U.S. President Barack Obama has skirted this issue by appealing to the international community’s sense of moral outrage over the chemical weapons attack allegedly carried out by the Syrian regime last month. Underlying the debate is the argument that the U.S. and broader international community must maintain “credibility” in order to uphold “international norms,” especially the ban on chemical weapons (even though Syria has denied using the weapons and furthermore has not acceded to the Chemical Weapons Convention which prohibits their use).
The legal justification for such an attack would presumably be the relatively new international concept of “responsibility to protect,” which does not carry the weight of law but does provide a framework for using tools that already exist, including mediation, economic sanctions, and the UN Charter’s chapter VII powers, which detail criteria the UN Security Council can invoke to authorize military action.
The bottom line though is that the threat or the use of force without Security Council authorization is strictly prohibited under international law, so every time that President Obama or Secretary of State John Kerry have issued threats over the past two weeks, they have been violating the UN Charter. The irony of course is that in violating this international law they have been claiming the moral high ground, insisting that military action is necessary in order to defend international norms.
Nowhere in any international law however does it state that the U.S. is designated as the world’s policeman tasked with enforcing international norms. Indeed, as this blog has documented for two and a half years, there are few countries in the world that violate international norms as routinely and comprehensively as the United States.
On issues ranging from fair elections and corruption to the rights of women and children to police brutality and prison conditions to arms control and military interventions, it is difficult to find a single country with as troubling a track record as the U.S. While other nations might have more problems adhering to certain aspects of international norms — such as North Korea’s slave labor camps or Syria’s attacks on civilians — one would be hard-pressed to find another country in the world that flouts international obligations as routinely and comprehensively as the United States.
What other nation on earth for example has recently traveled half-way across the planet to invade another country based on utter fabrications, as the U.S. did a decade ago in Iraq? What other country sends unmanned aerial drones across the borders of sovereign nations against their stated wishes and kills countless innocent civilians? No one.
One of the many ironies regarding the U.S. push to war with Syria is that the entire pretext for the war has been based on the allegation (so far unproven) that Syria violated the Chemical Weapons Convention, despite the fact that Syria has never signed or ratified this treaty. The U.S. has repeatedly claimed however that because the vast majority of the world’s countries have agreed to the ban on chemical weapons, it has essentially become a binding international norm.
If the same principle were applied to the United States, the international community (or a self-appointed global policeman such as China) would be within its rights to shoot cruise missiles into American cities every time the U.S. allegedly violates a treaty it has not subscribed to, such as the Cluster Munitions Convention or the Convention to Eliminate All Forms of Discrimination Against Women or the Convention on the Rights of the Child.
All of these treaties have been agreed to by the vast majority of the world’s nations, making them customary international law by the standards the U.S. has been applying to its case for war against Syria.

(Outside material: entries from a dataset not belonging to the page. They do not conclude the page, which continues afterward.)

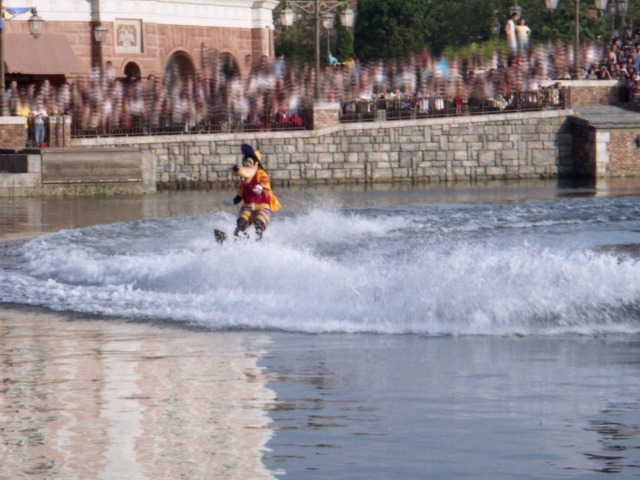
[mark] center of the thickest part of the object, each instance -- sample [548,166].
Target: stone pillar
[325,115]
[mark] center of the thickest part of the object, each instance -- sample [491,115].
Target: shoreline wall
[471,148]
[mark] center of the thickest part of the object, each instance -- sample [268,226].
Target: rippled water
[404,333]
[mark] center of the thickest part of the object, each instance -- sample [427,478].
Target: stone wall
[624,153]
[503,146]
[594,92]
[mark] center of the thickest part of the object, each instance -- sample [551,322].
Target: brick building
[143,37]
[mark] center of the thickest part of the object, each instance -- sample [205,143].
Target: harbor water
[485,331]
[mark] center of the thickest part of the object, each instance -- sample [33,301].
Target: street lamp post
[36,25]
[317,8]
[552,5]
[327,22]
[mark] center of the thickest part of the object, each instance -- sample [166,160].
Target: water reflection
[96,399]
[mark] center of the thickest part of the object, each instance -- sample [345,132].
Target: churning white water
[542,267]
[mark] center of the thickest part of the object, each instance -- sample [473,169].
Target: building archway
[132,70]
[180,65]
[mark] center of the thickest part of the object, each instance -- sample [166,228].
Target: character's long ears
[248,151]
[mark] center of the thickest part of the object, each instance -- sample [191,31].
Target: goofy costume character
[254,191]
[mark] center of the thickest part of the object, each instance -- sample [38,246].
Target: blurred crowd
[275,91]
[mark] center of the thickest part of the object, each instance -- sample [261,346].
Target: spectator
[40,115]
[523,32]
[510,33]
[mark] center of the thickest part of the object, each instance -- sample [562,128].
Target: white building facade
[143,37]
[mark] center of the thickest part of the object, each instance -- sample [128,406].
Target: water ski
[220,236]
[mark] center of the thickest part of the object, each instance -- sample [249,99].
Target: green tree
[392,28]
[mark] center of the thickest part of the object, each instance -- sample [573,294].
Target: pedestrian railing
[438,106]
[166,125]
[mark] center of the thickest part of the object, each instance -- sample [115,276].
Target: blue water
[410,336]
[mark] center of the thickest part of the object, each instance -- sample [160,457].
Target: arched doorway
[132,70]
[180,65]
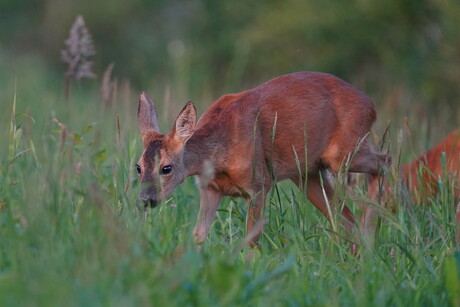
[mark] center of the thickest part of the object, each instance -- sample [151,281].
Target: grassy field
[71,233]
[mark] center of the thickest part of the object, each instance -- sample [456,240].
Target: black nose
[150,203]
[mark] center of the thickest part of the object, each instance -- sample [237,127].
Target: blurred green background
[404,53]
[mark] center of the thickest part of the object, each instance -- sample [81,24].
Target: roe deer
[429,167]
[245,142]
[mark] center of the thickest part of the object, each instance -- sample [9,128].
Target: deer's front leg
[209,201]
[254,222]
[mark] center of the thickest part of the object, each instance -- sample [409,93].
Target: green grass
[71,233]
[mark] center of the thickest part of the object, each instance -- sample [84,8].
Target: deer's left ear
[185,123]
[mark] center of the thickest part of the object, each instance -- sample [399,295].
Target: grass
[71,233]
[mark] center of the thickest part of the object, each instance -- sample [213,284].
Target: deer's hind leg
[368,160]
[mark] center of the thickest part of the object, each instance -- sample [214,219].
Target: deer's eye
[165,170]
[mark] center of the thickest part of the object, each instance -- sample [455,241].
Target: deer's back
[286,115]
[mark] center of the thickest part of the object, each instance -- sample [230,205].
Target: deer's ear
[147,115]
[185,123]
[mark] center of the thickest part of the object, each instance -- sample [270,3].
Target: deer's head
[161,167]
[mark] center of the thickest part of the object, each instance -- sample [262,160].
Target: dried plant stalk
[79,47]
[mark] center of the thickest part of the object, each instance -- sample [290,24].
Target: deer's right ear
[147,115]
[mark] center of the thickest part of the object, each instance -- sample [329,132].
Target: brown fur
[429,167]
[255,138]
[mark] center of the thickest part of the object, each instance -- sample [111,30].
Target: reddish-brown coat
[429,165]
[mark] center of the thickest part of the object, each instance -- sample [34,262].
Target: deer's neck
[200,152]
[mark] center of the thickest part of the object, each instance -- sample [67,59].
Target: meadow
[73,233]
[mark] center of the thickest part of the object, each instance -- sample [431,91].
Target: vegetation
[71,231]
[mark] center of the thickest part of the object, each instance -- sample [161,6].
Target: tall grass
[71,232]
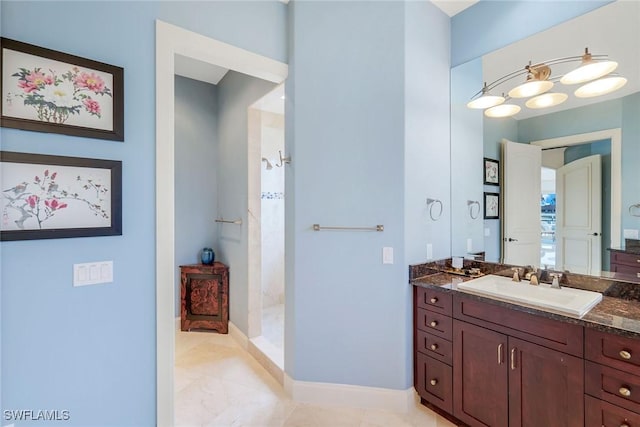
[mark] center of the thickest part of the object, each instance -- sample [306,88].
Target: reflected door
[521,201]
[579,215]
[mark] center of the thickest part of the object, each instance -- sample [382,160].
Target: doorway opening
[266,249]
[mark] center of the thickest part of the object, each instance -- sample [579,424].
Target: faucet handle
[555,284]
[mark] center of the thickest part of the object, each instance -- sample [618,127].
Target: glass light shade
[600,87]
[504,110]
[547,100]
[485,101]
[530,88]
[589,71]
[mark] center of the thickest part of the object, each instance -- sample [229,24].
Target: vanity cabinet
[204,297]
[612,380]
[433,328]
[625,262]
[515,369]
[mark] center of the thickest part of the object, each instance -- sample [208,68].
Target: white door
[521,201]
[579,216]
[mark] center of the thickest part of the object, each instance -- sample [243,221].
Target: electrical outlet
[387,255]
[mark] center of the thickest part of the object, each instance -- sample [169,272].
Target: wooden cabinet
[480,376]
[625,262]
[505,381]
[433,347]
[204,294]
[612,379]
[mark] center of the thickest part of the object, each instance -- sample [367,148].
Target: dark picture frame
[491,171]
[44,90]
[491,205]
[55,197]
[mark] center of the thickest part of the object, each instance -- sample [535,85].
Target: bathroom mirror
[612,30]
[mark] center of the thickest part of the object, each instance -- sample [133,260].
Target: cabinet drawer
[617,387]
[631,270]
[434,323]
[613,350]
[599,413]
[625,258]
[565,337]
[433,299]
[434,346]
[434,382]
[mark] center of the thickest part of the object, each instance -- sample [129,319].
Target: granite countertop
[618,312]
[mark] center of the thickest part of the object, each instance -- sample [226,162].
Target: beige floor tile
[218,384]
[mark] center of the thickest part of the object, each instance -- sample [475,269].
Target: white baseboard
[239,336]
[350,395]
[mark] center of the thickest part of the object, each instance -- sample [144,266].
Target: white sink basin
[576,302]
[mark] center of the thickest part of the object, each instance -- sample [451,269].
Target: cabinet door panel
[433,382]
[480,376]
[546,387]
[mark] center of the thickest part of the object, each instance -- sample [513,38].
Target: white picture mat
[77,214]
[13,105]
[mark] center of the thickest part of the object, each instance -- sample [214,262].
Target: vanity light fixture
[594,69]
[503,110]
[547,100]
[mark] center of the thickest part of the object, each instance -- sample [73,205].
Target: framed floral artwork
[48,91]
[491,205]
[52,197]
[491,171]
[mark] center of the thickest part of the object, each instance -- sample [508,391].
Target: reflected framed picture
[491,205]
[54,197]
[45,90]
[491,171]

The Convention on the Rights of the Child, for example, has been ratified by every country on earth except for the United States and Somalia.
Even when it comes to the Chemical Weapons Convention, which the Obama administration has been citing when arguing for missile strikes against Syria, the U.S. itself is in violation of its core provisions.

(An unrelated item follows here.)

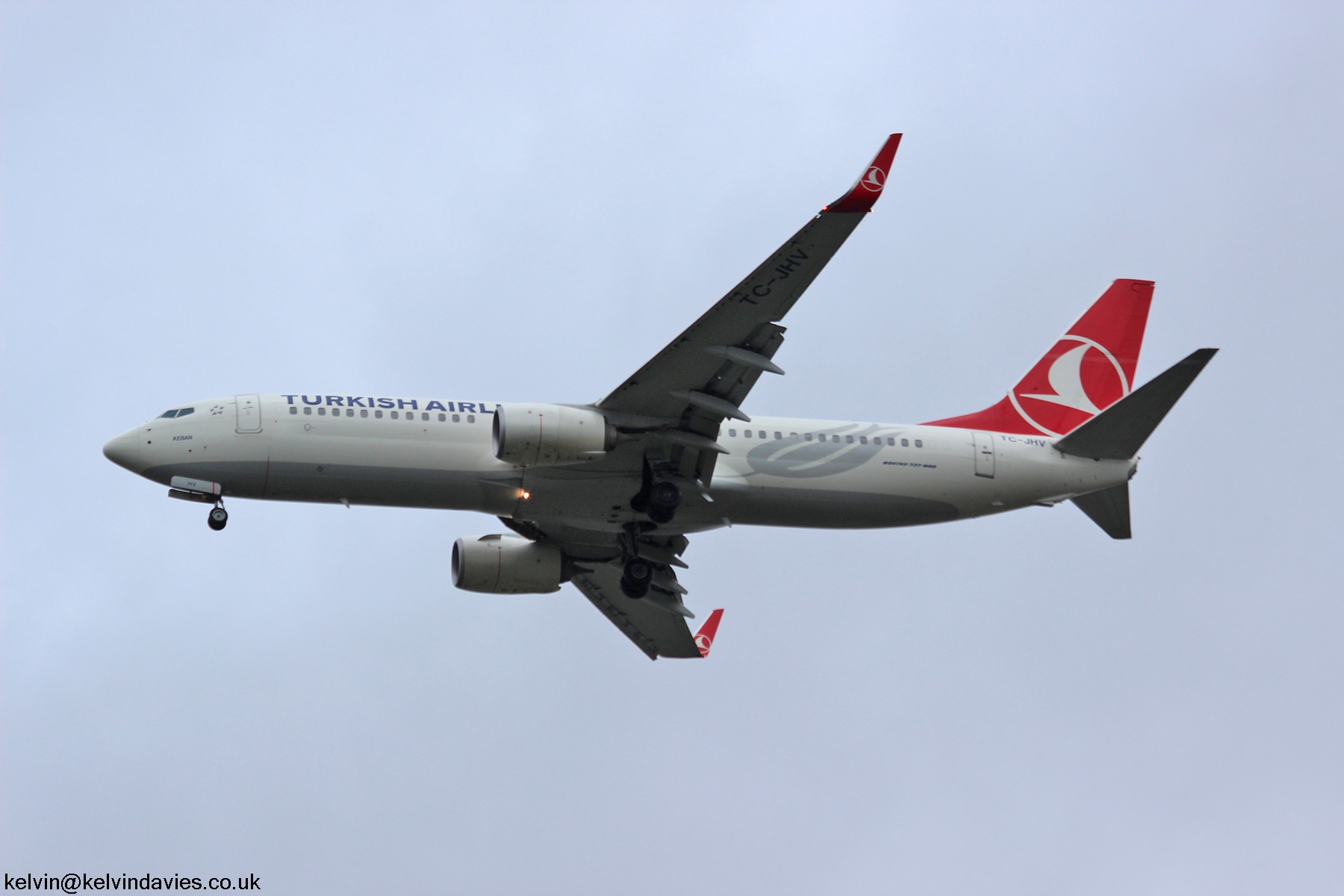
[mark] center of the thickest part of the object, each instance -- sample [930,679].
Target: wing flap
[653,630]
[745,319]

The CWC prohibits “the Development, Production, Stockpiling and Use of Chemical Weapons,” yet the United States maintains stockpiles of several thousand tons of these banned weapons (despite having subscribed to the treaty in 1997).
Although it looks for now that the U.S. drive to war against Syria has been halted thanks to the diplomacy of Russia, the hypocrisy and double standards that formed the basis of that drive to war remain at the core of U.S. foreign policy.
If we are ever to have the sort of international system that can appropriately respond to crimes against humanity such as chemical weapons attacks against civilians, significant reform is needed of the UN system as well as general respect being shown for international norms by the world’s powers – especially the United States as the self-appointed global policeman.